This is the first article I have written that focuses solely on my own healing and well being and specifically my own mental and physical health. I hope it provides a way for you to understand and be healed by the information I have shared so far.
As many of you know, I am an A.A.D.E. (Advanced Active Date Expert). I have a degree in A.A.D.E. and have also studied hypnosis and related techniques for years. I have been working with myself for many years and have seen amazing and miraculous changes in my life. I had a rough summer and a tough winter, and my body is in better shape.

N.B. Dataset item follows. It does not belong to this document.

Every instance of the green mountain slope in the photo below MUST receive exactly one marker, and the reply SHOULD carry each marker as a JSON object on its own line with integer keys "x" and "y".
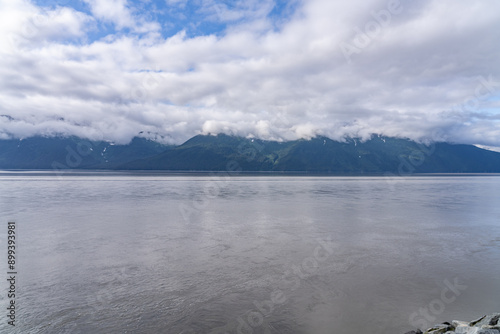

I have worked with many clients who are struggling with their mental health. The fact that we were able to overcome the majority of their problems, was the result of the combined effort of a team of professionals. For some, this may be due to the fact that they have a better understanding of what they are dealing with. As you know, there are many types of therapy, including A.A.D.E. and hypnosis.
I would like to add a little note about the use of hypnosis. There are many different types of hypnosis, including the “I AM!” type, and some practitioners (like myself) use it as an aid for self-awareness. Just because someone is having a bad day doesn’t mean they are doing bad things. It just means they are human and they are not the whole picture.
I know that many of you might be thinking that I am exaggerating. You are right, there are some therapists who like to use hypnosis as an aid for self-awareness. But the fact is that a lot of the people with I.A.D.E. or hypnotherapies are often not aware they are using the I.A.D.E. or hypnotherapies at all.
I should explain that I am talking about the I.A.D.E. because I am not the one that is talking, but the people that are using the I.A.D.E.
The I.A.D.E. is a highly specific type of hypnosis therapy. This type of therapy is called “in-the-moment-awareness.” In this type of therapy, the patient (or client) would have to fully realize the situation they are in, how they are feeling and reacting. With I.A.D.E.
In many cases that realization may come from a third party, often some person not involved in the therapy itself. That person may be a friend, a family member, a professional, or a therapist. The point is the client has to become fully aware of what is going on, who is doing the “doing”, and what everyone else is thinking.
Marty Schottenheimer is a very interesting case in this regard. A young man who suffered a brain injury that left him unable to distinguish between reality and fantasy. He was able to learn to “hear” people and see through their eyes, but he never could learn to “see” through their eyes. The result was a very limited ability to understand the world around him. He would have trouble following a conversation between two people.
Marty’s life is one of constant struggle. He is a very intelligent person, but his brain injury leaves him unable to process information. He also has trouble identifying reality and fantasy. For instance, if you tell him that he’s in the hospital and they are taking away his wheelchair, he goes “WHAT?!?!?!” and thinks it’s his own imagination.